Personal information
- Full name: Norman Leslie Glenister
- Born: 23 August 1915 Geelong, Victoria
- Died: 17 November 1963 (aged 48)
- Original team: Geelong West (GDFL)
- Height: 180 cm (5 ft 11 in)
- Weight: 78 kg (172 lb)

Playing career^{1}
- Years: Club / Games (Goals)
- 1934–40, 1945–46: Geelong / 124 (262)
- ^{1} Playing statistics correct to the end of 1946.

= Norm Glenister =

Australian rules footballer, born 1915

Norman Leslie Glenister (23 August 1915 – 17 November 1963) was an Australian rules footballer who played with Geelong in the VFL during the 1930s and 1940s.

Whether playing as a half forward flanker, centreman or rover, Glenister was a consistent goalkicker for Geelong and bar his debut year when he played just two games never failed to kick 20 goals in a season.

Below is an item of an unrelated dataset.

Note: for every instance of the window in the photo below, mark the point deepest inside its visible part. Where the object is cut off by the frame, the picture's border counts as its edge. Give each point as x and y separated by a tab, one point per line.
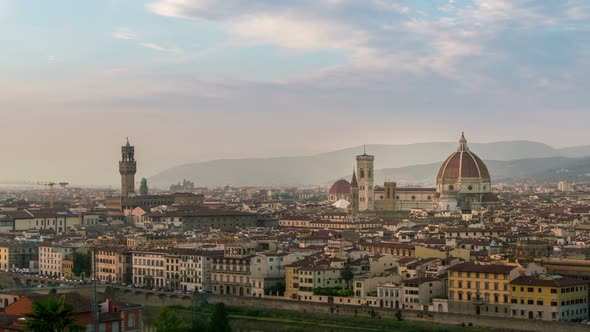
131	320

He missed Geelong's 1937 premiership due to injury and topped their goalkicking in 1939 with 36 goals. His best season tally however was 50 goals which he kicked in 1938. A Victorian interstate representative, he kicked five goals in a game against South Australia in 1939.

Glenister also played for Victorian Football Association club Coburg, crossing without a clearance in 1941 during the throw-pass era, before returning to Geelong in 1945 after his suspension for crossing without a clearance had ended.

Glenister's brother Harold briefly played alongside him in the same Geelong team.